Exercise M4.05

Hi, in the exercise notebook you provided this code to load the dataset and to create train and test set.

data, target = penguins[culmen_columns], penguins[target_column]
data_train, data_test, target_train, target_test = train_test_split(data, target, stratify=target, random_state=0)
range_features = {feature_name: (data[feature_name].min() - 1, data[feature_name].max() + 1)
                  for feature_name in data}

But this code is different from the code in the lecture before and creates actually different train test sets than in the lecture. Additionally in the solution to this exercise you use the code from the lecture. Above code snippet was really confusing and made the task quite difficult.

Point taken, it is better to be consistent indeed.

I don’t personally agree since this pattern was used before: we split the target from the data and then use train_test_split (as in the first module). The lecture shows an alternative: we use train_test_split on the full data and then the target from the data.

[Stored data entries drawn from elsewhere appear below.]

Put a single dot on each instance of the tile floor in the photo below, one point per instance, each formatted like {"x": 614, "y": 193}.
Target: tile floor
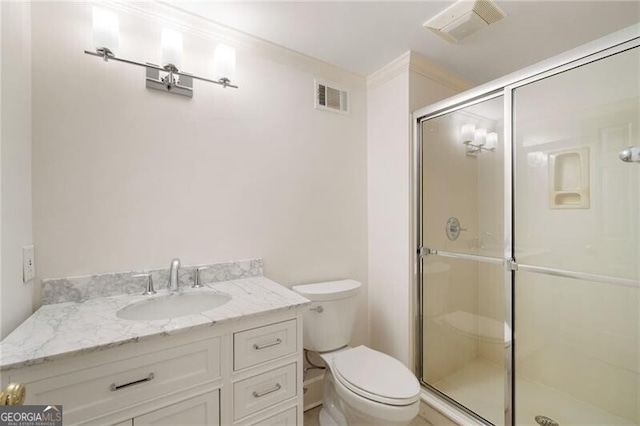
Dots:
{"x": 311, "y": 418}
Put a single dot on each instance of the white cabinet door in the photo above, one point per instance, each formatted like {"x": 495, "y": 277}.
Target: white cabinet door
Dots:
{"x": 202, "y": 410}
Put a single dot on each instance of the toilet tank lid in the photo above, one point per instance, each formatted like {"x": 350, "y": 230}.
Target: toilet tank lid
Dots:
{"x": 330, "y": 290}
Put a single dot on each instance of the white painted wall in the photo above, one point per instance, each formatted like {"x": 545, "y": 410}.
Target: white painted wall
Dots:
{"x": 15, "y": 157}
{"x": 127, "y": 178}
{"x": 394, "y": 92}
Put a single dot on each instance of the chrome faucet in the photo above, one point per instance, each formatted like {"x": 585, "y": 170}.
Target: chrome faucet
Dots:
{"x": 174, "y": 283}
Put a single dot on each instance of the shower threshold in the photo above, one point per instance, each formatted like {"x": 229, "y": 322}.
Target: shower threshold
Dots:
{"x": 477, "y": 384}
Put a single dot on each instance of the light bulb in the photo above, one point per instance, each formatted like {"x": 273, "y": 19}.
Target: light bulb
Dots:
{"x": 224, "y": 61}
{"x": 480, "y": 137}
{"x": 492, "y": 140}
{"x": 106, "y": 29}
{"x": 467, "y": 132}
{"x": 172, "y": 47}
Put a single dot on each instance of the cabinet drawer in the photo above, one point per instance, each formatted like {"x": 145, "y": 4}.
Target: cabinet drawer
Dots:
{"x": 286, "y": 418}
{"x": 264, "y": 390}
{"x": 203, "y": 410}
{"x": 251, "y": 347}
{"x": 88, "y": 393}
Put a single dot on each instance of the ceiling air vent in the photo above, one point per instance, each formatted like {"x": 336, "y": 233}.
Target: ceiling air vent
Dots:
{"x": 331, "y": 98}
{"x": 464, "y": 18}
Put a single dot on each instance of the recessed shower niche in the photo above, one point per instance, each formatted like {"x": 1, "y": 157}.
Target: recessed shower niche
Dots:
{"x": 569, "y": 179}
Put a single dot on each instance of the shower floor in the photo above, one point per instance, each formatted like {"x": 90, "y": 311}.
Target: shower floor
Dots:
{"x": 480, "y": 384}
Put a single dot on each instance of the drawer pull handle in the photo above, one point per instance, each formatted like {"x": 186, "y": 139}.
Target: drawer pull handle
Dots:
{"x": 276, "y": 388}
{"x": 115, "y": 387}
{"x": 257, "y": 347}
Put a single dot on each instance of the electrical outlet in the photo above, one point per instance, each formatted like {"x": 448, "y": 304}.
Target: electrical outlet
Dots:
{"x": 28, "y": 264}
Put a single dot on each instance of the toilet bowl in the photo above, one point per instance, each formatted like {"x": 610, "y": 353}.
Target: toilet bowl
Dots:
{"x": 362, "y": 386}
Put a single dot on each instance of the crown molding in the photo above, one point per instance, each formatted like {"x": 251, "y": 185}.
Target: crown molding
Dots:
{"x": 391, "y": 70}
{"x": 188, "y": 22}
{"x": 427, "y": 68}
{"x": 414, "y": 62}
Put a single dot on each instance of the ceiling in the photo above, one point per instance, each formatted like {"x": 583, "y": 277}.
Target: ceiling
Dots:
{"x": 362, "y": 36}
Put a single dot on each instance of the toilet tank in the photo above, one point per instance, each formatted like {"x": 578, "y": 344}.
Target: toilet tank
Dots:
{"x": 328, "y": 322}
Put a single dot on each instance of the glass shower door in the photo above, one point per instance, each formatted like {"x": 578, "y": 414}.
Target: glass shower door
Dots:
{"x": 577, "y": 237}
{"x": 463, "y": 282}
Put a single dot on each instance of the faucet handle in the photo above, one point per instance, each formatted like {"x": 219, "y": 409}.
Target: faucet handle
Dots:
{"x": 150, "y": 289}
{"x": 197, "y": 283}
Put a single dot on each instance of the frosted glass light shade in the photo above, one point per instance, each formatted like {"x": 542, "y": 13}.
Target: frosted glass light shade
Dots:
{"x": 492, "y": 140}
{"x": 467, "y": 132}
{"x": 480, "y": 137}
{"x": 106, "y": 29}
{"x": 224, "y": 61}
{"x": 172, "y": 47}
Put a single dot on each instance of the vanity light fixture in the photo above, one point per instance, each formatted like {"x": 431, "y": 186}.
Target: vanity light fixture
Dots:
{"x": 478, "y": 140}
{"x": 169, "y": 77}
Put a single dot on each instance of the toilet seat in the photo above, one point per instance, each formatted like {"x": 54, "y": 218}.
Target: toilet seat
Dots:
{"x": 375, "y": 376}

Is it this part that was confusing (even thought we are going to correct it anyway for consistency)?

Solved in FIX inconsistency while reading data in linear models exercise · INRIA/scikit-learn-mooc@9d5c40a · GitHub

After resynchronizing the notebooks in FUN, the changes should appear. Thanks for reporting.

Yes. I thought that this has to mean something important that i missed somehow and was then struggling to find it. Totally misinterpreted this inconsistency.
Many thx for all your helpful comments and solutions in the forum.

1 Like

Ah, I also wanted to comment on that, because I had the same issue. I guess, I should work with the updated files :slight_smile: Thanks for fixing it already!

@PiaBrinkmann great if our fix makes it less confusing for you as well.

Note: you can reset the notebook to the latest version by following How to go back to original version of a notebook?.

Note you will lose any modifications in your notebook, but for lesson notebooks I am guessing that you don’have that many modifications.